After 67 years as a registered Democrat, Dershowitz officially changed his loyalty to the Republican Party on Monday.
Dershowitz announced the switch in a Wall Street Journal op-ed titled “Why I’m Becoming a Republican.” The legal mastermind said the Democratic Party’s increasingly hostile stance toward Israel was one of the many reasons for his departure.
“I am a lifelong Democrat. I started campaigning for the party’s local candidates as a teenager in Brooklyn, N.Y., have been a registered Democrat for 67 years, made speeches for John F. Kennedy as a college student, and can count on one hand the number of Republicans I’ve ever supported for any office,” Dershowitz wrote. “Yet I’ve decided to bite the bullet and register as a Republican.”
The breaking point, he said, was a recent Senate vote in which all but seven Democrats backed socialist Sen. Bernie Sanders’ arms embargo against Israel.
“The Democratic Party has become the most anti-Israel party in U.S. history,” Dershowitz wrote.
Despite the switch, Dershowitz made clear the Republican Party is not a perfect fit. He said he “strongly” disagrees with the GOP on abortion, immigration, healthcare, taxes, and the separation of church and state.

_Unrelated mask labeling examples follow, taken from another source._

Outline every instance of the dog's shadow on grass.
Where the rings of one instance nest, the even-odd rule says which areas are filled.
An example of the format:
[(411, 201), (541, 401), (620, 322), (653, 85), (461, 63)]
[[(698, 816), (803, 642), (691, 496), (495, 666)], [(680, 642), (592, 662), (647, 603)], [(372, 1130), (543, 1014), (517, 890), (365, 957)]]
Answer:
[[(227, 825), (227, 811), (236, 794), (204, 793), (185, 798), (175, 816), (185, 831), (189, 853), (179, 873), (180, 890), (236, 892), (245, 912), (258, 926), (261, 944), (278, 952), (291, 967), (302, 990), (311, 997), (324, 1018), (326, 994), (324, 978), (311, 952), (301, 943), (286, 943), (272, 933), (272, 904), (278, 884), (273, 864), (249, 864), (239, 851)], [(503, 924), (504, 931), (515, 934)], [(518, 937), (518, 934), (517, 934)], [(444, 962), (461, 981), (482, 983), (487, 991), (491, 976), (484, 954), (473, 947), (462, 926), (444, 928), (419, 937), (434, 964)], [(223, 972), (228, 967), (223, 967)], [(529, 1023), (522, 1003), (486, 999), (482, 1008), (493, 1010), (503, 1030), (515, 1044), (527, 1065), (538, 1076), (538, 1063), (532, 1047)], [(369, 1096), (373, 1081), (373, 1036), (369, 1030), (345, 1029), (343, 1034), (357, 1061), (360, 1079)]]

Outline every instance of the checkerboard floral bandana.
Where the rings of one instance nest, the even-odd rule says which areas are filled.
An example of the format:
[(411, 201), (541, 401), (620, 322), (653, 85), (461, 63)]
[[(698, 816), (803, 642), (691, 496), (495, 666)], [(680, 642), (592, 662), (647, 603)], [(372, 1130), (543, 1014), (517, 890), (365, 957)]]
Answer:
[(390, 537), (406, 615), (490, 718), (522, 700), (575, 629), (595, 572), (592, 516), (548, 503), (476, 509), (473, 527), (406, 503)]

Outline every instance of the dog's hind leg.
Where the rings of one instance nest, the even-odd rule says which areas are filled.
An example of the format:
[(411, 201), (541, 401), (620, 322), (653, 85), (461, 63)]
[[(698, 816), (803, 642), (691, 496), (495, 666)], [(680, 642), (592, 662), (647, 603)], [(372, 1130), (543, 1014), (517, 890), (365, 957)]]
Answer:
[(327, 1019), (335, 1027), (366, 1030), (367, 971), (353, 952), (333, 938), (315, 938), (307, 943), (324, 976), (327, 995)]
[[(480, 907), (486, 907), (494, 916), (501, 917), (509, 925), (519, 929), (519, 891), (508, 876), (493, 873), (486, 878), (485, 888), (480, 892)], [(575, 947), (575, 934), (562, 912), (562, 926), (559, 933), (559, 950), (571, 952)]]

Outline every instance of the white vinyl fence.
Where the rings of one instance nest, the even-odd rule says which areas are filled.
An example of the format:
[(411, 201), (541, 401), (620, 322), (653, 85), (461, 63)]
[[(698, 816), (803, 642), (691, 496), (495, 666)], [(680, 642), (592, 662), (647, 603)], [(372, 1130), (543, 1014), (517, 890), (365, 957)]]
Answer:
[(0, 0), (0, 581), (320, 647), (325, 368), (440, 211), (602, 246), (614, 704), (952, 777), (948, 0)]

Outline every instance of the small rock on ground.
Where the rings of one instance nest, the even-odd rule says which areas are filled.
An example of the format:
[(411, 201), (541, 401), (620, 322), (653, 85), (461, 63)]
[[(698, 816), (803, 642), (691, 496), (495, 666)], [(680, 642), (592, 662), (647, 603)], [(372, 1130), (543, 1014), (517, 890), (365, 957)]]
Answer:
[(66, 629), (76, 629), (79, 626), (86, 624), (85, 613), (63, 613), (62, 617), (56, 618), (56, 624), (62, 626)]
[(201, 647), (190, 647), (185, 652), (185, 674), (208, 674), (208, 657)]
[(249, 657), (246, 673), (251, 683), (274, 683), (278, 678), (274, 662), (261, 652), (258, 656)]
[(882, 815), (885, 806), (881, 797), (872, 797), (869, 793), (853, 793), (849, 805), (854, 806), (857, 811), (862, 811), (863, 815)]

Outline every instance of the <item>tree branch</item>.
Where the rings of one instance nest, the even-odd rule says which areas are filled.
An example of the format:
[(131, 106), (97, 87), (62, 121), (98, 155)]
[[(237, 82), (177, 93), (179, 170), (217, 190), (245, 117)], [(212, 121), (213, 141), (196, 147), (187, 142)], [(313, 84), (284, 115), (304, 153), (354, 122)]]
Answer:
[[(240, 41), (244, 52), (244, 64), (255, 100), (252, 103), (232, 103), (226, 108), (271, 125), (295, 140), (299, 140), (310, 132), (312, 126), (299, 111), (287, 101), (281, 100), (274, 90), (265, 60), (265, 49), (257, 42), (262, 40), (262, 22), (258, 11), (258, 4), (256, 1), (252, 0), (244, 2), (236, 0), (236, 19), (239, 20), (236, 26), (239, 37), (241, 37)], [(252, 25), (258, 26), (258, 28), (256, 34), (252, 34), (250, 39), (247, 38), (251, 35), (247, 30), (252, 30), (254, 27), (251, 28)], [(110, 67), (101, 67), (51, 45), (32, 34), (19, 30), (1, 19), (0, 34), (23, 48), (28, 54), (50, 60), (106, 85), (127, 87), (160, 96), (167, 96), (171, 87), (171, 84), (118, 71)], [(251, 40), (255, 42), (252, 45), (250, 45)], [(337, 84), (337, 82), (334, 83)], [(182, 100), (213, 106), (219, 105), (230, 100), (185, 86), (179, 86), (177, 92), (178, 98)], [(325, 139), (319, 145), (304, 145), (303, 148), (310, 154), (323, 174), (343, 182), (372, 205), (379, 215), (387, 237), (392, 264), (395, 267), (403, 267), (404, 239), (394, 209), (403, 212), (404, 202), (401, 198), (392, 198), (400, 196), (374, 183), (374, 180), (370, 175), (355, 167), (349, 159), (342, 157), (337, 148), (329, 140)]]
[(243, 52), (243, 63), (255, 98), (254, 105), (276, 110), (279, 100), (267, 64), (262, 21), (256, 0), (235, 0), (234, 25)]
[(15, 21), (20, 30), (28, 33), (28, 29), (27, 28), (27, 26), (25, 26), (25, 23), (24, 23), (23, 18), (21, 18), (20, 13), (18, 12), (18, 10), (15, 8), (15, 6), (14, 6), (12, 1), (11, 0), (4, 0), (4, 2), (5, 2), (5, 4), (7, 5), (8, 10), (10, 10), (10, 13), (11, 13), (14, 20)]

But the Democratic Party has swung too far left, so he said the scales have tipped.
“I believe that the Democratic Party’s hostility to Israel represents a deeper and more dangerous shift away from the center and toward a radical approach that is bad for America and the free world,” he wrote.
Dershowitz pledged to actively campaign and fundraise against Democrats going forward.
“I will contribute money to Republican candidates, campaign for them, make speeches at Republican events, and urge pro-Israel Americans to change party affiliation or at least vote against Democrats,” he wrote. “Until something changes, I will vote Republican for representative, senator and president.”
The move completes a political shift that began in 2024, when Dershowitz first cancelled his Democratic registration and identified as an independent following the Democratic National Convention. At the time, he cited the growing influence of anti-Israel voices within the party.
Over his career at Harvard Law, Dershowitz taught Obama and various other prominent figures across the political spectrum. He also served on President Donald Trump’s legal team during his first impeachment in 2020, though he endorsed Joe Biden in that same election cycle.